The couple met by chance in the early 1930s on a train from London to Bristol, each puzzling over the same crossword. Similar family backgrounds and a mutual love of cryptic questions were not all they had in common. As the conversation flowed, the pair discovered that they shared a passion for art and antiques.

They married in 1935 and, with the freedom and wealth provided by their combined family fortunes, embarked on half a century of careful collecting. Their quest took them not only to the showrooms of leading auction houses, but to peruse the shelves of junk shops and local sale rooms where they would happily buy cheap items that caught their eye, and which they would proudly display alongside their priceless art treasures.

Over the years, they furnished and decorated in the utmost style Combe Hay, a magnificent country house south of Bath, which they bought as a dilapidated wreck at the outbreak of World War Two; Stradling House, a villa-like property they built in the grounds; a London flat and a holiday home in Provence.

Now, because of the death earlier this year of Barbara Robertson at 87, their extraordinary collection is to be sold by Sotheby's in London on Nov-ember 27, where it is expected to realise as much as £3m.

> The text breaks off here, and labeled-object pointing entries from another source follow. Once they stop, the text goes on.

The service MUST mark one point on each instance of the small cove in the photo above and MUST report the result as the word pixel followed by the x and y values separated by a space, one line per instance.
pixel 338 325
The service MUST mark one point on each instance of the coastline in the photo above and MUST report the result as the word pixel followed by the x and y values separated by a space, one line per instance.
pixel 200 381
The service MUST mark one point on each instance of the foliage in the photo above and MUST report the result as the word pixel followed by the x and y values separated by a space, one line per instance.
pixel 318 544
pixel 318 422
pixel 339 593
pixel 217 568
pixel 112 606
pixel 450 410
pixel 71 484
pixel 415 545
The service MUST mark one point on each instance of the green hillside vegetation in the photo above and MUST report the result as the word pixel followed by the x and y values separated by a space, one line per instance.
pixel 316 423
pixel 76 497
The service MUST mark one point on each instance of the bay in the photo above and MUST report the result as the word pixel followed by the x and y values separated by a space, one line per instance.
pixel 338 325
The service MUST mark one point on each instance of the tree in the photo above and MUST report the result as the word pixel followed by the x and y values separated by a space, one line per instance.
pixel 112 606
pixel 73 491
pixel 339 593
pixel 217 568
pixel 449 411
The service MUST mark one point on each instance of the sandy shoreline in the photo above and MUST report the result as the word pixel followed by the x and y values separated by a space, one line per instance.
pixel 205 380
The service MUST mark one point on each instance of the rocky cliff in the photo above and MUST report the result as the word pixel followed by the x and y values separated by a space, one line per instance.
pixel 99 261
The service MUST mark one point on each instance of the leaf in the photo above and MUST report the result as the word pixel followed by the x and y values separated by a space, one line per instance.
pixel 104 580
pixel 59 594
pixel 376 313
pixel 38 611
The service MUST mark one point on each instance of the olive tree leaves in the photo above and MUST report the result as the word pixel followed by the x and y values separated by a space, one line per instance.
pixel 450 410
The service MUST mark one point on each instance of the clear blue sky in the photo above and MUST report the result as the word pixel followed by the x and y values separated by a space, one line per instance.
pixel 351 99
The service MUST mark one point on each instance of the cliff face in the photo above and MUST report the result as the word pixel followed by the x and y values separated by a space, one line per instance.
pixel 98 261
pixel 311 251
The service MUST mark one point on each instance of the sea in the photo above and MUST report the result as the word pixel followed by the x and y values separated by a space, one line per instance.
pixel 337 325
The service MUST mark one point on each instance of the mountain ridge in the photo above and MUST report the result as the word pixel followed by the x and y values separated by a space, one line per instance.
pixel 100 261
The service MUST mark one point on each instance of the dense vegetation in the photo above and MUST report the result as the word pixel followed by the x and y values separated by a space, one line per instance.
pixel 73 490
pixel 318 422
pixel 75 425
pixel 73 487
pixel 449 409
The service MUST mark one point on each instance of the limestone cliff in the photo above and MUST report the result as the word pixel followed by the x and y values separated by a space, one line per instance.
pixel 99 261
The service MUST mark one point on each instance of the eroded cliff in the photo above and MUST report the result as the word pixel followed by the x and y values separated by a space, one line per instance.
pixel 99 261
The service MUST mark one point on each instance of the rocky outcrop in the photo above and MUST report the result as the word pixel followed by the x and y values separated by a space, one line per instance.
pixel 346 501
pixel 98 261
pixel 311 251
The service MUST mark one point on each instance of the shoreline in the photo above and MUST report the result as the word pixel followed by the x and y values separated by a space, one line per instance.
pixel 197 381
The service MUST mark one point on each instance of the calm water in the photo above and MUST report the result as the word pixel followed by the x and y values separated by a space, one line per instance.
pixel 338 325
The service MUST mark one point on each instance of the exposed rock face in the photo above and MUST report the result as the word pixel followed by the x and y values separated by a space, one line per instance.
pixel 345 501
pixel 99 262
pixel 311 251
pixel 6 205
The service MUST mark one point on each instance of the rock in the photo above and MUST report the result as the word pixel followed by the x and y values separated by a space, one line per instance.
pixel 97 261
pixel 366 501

When Sotheby's experts were called in, they discover that the couple had kept meticulous inventories detailing almost every painting, sculpture, piece of furniture and item of silver, glass or china.

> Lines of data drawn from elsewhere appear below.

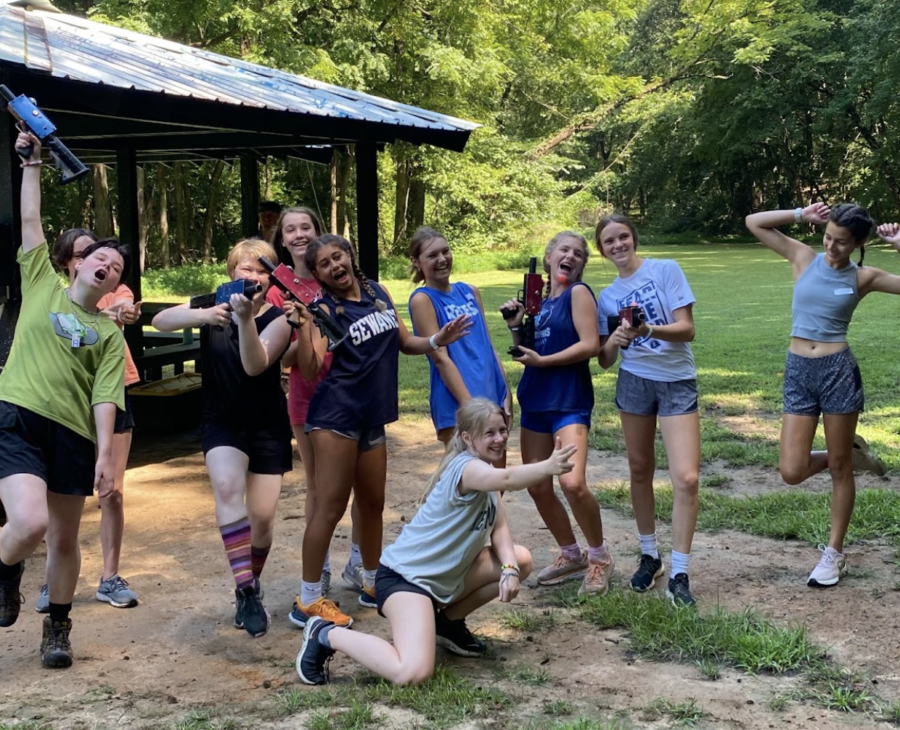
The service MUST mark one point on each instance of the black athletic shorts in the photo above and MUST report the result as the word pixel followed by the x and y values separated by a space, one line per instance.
pixel 269 450
pixel 388 582
pixel 124 419
pixel 34 444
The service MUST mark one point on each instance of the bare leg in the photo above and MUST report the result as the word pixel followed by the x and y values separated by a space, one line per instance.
pixel 681 436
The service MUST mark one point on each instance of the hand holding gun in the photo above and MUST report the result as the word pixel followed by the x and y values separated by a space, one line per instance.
pixel 530 299
pixel 32 120
pixel 284 278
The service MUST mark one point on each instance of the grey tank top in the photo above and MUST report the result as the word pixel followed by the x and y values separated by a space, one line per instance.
pixel 437 547
pixel 824 300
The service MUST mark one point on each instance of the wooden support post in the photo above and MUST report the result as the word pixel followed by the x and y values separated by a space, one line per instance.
pixel 367 208
pixel 130 235
pixel 249 196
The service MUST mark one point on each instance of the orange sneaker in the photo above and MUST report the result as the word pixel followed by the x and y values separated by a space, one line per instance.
pixel 323 608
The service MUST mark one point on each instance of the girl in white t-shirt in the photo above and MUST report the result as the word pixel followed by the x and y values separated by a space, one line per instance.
pixel 439 569
pixel 657 381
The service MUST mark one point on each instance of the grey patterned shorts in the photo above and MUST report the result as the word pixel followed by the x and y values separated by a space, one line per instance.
pixel 830 384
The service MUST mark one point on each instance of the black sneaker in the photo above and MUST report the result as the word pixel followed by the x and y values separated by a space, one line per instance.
pixel 649 569
pixel 56 649
pixel 11 599
pixel 679 591
pixel 312 661
pixel 250 614
pixel 455 637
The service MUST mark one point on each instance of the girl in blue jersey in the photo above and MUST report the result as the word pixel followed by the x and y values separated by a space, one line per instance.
pixel 556 397
pixel 440 570
pixel 349 411
pixel 466 369
pixel 821 374
pixel 657 380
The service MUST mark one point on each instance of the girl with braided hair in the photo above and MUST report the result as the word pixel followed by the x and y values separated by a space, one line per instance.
pixel 348 413
pixel 556 396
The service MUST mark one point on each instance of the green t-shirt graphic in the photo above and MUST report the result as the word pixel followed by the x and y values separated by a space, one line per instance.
pixel 45 372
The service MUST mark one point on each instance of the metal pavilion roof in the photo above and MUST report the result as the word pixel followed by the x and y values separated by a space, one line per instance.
pixel 65 47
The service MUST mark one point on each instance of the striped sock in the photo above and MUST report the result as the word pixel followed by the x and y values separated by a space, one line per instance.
pixel 258 559
pixel 236 537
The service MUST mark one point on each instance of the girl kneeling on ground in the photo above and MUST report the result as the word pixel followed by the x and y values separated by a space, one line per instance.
pixel 245 433
pixel 821 374
pixel 440 570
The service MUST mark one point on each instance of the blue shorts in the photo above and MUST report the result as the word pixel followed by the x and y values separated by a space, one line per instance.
pixel 830 384
pixel 553 421
pixel 644 397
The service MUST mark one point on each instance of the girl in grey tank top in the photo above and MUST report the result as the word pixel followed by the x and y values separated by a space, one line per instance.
pixel 440 569
pixel 821 375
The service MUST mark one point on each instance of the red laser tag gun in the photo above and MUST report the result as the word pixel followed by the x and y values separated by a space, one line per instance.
pixel 531 297
pixel 631 316
pixel 284 278
pixel 32 119
pixel 222 295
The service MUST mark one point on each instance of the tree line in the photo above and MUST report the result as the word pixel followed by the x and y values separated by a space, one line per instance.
pixel 687 114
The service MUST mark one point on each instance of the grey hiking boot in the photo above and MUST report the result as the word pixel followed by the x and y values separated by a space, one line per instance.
pixel 115 592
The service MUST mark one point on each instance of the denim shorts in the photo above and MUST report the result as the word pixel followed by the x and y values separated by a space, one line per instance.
pixel 830 384
pixel 644 397
pixel 367 439
pixel 552 421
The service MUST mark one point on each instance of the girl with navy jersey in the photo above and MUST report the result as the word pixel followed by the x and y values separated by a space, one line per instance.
pixel 466 369
pixel 657 381
pixel 245 432
pixel 556 397
pixel 821 374
pixel 349 411
pixel 440 570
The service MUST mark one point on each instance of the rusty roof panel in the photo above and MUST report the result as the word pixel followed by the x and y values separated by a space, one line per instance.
pixel 82 50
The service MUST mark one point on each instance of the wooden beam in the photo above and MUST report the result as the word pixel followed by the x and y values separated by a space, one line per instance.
pixel 129 234
pixel 249 196
pixel 367 208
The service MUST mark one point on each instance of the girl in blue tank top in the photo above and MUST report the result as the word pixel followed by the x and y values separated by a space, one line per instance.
pixel 821 375
pixel 469 368
pixel 556 397
pixel 349 411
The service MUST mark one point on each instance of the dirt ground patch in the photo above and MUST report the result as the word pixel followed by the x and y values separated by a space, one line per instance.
pixel 177 652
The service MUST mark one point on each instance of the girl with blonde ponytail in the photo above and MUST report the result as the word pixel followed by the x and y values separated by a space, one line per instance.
pixel 440 569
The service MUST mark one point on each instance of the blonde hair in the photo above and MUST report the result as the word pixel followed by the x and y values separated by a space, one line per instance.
pixel 249 249
pixel 471 418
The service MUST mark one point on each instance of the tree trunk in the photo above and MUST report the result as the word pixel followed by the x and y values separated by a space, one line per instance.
pixel 161 183
pixel 181 212
pixel 211 211
pixel 103 222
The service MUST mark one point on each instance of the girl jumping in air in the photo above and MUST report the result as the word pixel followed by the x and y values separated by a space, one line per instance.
pixel 657 381
pixel 439 570
pixel 556 396
pixel 348 413
pixel 821 375
pixel 296 228
pixel 245 432
pixel 468 368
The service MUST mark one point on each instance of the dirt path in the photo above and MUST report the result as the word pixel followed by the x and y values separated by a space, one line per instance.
pixel 177 652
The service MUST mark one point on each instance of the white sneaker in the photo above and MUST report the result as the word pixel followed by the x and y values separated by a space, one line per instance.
pixel 828 572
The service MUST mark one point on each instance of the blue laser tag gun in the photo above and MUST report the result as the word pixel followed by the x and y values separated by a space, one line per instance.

Stradling House, which the Robertsons built in the grounds of Combe Hay and moved into in 1979, was designed as an art lover's haven. Off the entrance hall were the studies of Charles and Barbara, each with its fully stocked library of art reference books, and the remaining rooms – a dining room, a sitting room, a modern, utilitarian kitchen, a bathroom and two small bedrooms – were bedecked with items from their collections. There, next to paintings by L S Lowry and Frederic, Lord Leighton was the haul from the junk shops.

James Miller, Sotheby's deputy chairman, said: "There is a whole range of country house kit in the collection with estimates from £100 – beds, chests of drawers, light fittings, pictures and sculpture."

"The Roberstons began their collection during the 1930s. After the war, they gravitated towards London and started visiting Sotheby's and Christie's and were among the first people to collect Art Nouveau. Their Art Nouveau furniture collection was left to the Brighton Museum when Charles died in 1983."